Go to the first, previous, next, last section, table of contents.


Encoding the Structure of the Program

The elements of the program structure that stabs encode include the name of the main function, the names of the source and include files, the line numbers, procedure names and types, and the beginnings and ends of blocks of code.

Main Program

Most languages allow the main program to have any name. The N_MAIN stab type tells the debugger the name that is used in this program. Only the string field is significant; it is the name of a function which is the main program. Most C compilers do not use this stab (they expect the debugger to assume that the name is main), but some C compilers emit an N_MAIN stab for the main function. I'm not sure how XCOFF handles this.

Paths and Names of the Source Files

Before any other stabs occur, there must be a stab specifying the source file. This information is contained in a symbol of stab type N_SO; the string field contains the name of the file. The value of the symbol is the start address of the portion of the text section corresponding to that file.

Some compilers use the desc field to indicate the language of the source file. Sun's compilers started this usage, and the first constants are derived from their documentation. Languages added by gcc/gdb start at 0x32 to avoid conflict with languages Sun may add in the future. A desc field with a value 0 indicates that no language has been specified via this mechanism.

N_SO_AS (0x1)
Assembly language
N_SO_C (0x2)
K&R traditional C
N_SO_ANSI_C (0x3)
ANSI C
N_SO_CC (0x4)
C++
N_SO_FORTRAN (0x5)
Fortran
N_SO_PASCAL (0x6)
Pascal
N_SO_FORTRAN90 (0x7)
Fortran90
N_SO_OBJC (0x32)
Objective-C
N_SO_OBJCPLUS (0x33)
Objective-C++

Some compilers (for example, GCC2 and SunOS4 `/bin/cc') also include the directory in which the source was compiled, in a second N_SO symbol preceding the one containing the file name. This symbol can be distinguished by the fact that it ends in a slash. Code from the cfront C++ compiler can have additional N_SO symbols for nonexistent source files after the N_SO for the real source file; these are believed to contain no useful information.

For example:

.stabs "/cygint/s1/users/jcm/play/",100,0,0,Ltext0     # 100 is N_SO
.stabs "hello.c",100,0,0,Ltext0
        .text
Ltext0:

Instead of N_SO symbols, XCOFF uses a .file assembler directive which assembles to a C_FILE symbol; explaining this in detail is outside the scope of this document.

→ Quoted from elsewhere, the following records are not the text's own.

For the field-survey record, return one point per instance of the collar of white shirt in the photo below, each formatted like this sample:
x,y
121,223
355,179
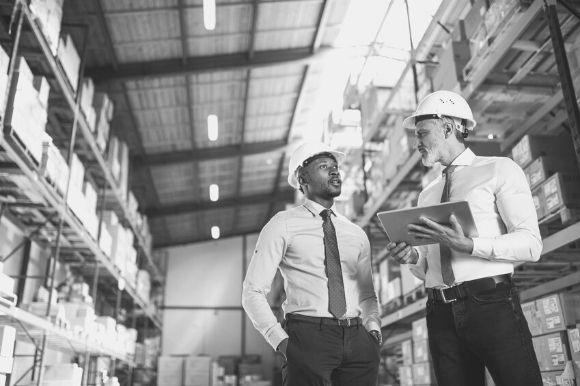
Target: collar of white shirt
x,y
465,158
315,208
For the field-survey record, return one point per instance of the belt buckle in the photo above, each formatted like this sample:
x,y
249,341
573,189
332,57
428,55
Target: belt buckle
x,y
445,300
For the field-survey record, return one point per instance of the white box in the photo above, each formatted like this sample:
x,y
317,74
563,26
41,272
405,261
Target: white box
x,y
7,339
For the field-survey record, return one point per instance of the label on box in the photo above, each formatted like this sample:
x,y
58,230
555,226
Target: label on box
x,y
552,201
553,322
555,344
558,359
551,187
550,305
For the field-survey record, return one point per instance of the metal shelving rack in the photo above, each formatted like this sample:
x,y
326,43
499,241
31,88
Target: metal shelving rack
x,y
397,323
42,213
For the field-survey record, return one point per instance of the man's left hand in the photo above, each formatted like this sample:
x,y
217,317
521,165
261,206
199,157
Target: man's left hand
x,y
377,336
452,236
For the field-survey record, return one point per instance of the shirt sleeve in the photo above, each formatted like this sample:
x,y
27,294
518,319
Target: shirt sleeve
x,y
368,297
523,241
267,256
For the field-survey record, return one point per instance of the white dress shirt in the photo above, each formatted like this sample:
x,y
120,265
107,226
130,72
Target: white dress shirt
x,y
293,241
503,210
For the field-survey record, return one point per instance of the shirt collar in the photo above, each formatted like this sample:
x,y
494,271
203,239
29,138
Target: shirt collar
x,y
465,158
315,208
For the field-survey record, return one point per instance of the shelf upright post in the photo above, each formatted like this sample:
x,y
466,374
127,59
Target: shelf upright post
x,y
70,154
566,81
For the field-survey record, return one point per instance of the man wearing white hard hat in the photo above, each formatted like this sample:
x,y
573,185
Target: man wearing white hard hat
x,y
331,333
474,318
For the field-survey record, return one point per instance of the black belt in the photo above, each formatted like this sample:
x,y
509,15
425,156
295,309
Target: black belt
x,y
346,322
467,288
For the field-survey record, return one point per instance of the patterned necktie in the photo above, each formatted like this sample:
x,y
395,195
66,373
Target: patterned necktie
x,y
444,250
336,298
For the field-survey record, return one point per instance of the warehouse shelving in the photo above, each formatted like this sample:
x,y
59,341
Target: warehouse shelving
x,y
42,213
18,155
559,237
102,172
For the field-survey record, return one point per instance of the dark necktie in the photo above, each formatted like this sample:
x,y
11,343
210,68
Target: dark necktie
x,y
336,299
444,250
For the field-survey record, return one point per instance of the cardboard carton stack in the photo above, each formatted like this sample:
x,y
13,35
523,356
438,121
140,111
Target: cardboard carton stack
x,y
27,115
552,322
551,170
63,374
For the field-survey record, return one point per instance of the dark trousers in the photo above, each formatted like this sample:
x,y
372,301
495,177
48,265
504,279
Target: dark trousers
x,y
487,330
324,355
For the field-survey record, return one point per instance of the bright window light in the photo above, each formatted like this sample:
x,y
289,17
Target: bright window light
x,y
209,14
215,232
212,127
214,192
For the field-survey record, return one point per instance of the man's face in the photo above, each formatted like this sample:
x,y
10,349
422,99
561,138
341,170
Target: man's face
x,y
322,178
430,141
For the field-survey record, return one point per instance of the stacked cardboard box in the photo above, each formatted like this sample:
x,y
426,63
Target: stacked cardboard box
x,y
548,318
27,115
170,371
63,374
48,14
69,60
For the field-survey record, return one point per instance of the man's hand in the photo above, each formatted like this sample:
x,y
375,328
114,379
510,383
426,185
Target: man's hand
x,y
377,336
403,253
452,236
282,347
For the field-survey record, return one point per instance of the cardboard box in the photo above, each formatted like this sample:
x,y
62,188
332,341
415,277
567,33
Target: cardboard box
x,y
561,190
543,167
170,371
551,351
423,374
558,311
406,375
421,351
420,330
69,59
7,339
574,342
531,147
407,352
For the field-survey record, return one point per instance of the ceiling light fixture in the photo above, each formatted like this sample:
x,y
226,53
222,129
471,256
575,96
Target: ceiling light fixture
x,y
214,192
215,232
212,127
209,14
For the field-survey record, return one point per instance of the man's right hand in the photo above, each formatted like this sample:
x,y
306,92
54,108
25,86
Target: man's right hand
x,y
403,253
282,347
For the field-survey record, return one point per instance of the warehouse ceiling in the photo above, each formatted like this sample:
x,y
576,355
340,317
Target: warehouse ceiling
x,y
256,71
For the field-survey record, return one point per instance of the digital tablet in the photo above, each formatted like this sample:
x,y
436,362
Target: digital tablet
x,y
395,222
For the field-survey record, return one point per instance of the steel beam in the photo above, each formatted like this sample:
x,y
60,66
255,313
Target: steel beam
x,y
189,207
566,81
206,154
201,64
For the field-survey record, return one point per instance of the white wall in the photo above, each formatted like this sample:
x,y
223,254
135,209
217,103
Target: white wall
x,y
203,312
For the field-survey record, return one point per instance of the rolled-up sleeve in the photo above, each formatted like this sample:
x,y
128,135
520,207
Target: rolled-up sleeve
x,y
523,241
368,297
268,253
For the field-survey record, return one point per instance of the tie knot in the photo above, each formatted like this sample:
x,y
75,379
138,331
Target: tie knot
x,y
325,214
448,170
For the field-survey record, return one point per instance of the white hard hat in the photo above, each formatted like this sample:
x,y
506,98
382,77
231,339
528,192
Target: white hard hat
x,y
305,151
442,103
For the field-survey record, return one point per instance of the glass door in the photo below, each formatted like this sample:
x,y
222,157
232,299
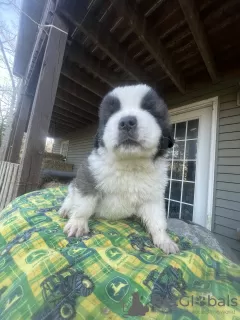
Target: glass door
x,y
188,171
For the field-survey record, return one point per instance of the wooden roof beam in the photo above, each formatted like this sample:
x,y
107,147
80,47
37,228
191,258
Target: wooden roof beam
x,y
79,55
82,105
63,118
61,122
152,43
75,110
78,91
69,115
79,14
73,73
197,29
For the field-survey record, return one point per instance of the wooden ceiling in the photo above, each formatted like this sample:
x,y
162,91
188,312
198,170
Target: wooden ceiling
x,y
167,44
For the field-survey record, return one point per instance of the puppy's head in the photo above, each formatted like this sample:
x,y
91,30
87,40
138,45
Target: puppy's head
x,y
134,121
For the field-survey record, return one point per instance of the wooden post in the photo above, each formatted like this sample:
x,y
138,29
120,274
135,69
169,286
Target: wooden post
x,y
30,166
14,151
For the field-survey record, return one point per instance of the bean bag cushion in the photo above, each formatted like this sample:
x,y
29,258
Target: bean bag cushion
x,y
115,272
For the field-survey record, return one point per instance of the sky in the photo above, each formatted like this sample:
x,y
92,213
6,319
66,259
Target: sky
x,y
9,16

If it is useful to indicate the end of a source file, this is done with an N_SO symbol with an empty string for the name. The value is the address of the end of the text section for the file. For some systems, there is no indication of the end of a source file, and you just need to figure it ended when you see an N_SO for a different source file, or a symbol ending in .o (which at least some linkers insert to mark the start of a new .o file).

Names of Include Files

There are several schemes for dealing with include files: the traditional N_SOL approach, Sun's N_BINCL approach, and the XCOFF C_BINCL approach (which despite the similar name has little in common with N_BINCL).

An N_SOL symbol specifies which include file subsequent symbols refer to. The string field is the name of the file and the value is the text address corresponding to the end of the previous include file and the start of this one. To specify the main source file again, use an N_SOL symbol with the name of the main source file.

The N_BINCL approach works as follows. An N_BINCL symbol specifies the start of an include file. In an object file, only the string is significant; the linker puts data into some of the other fields. The end of the include file is marked by an N_EINCL symbol (which has no string field). In an object file, there is no significant data in the N_EINCL symbol. N_BINCL and N_EINCL can be nested.

If the linker detects that two source files have identical stabs between an N_BINCL and N_EINCL pair (as will generally be the case for a header file), then it only puts out the stabs once. Each additional occurrence is replaced by an N_EXCL symbol. I believe the GNU linker and the Sun (both SunOS4 and Solaris) linker are the only ones which supports this feature.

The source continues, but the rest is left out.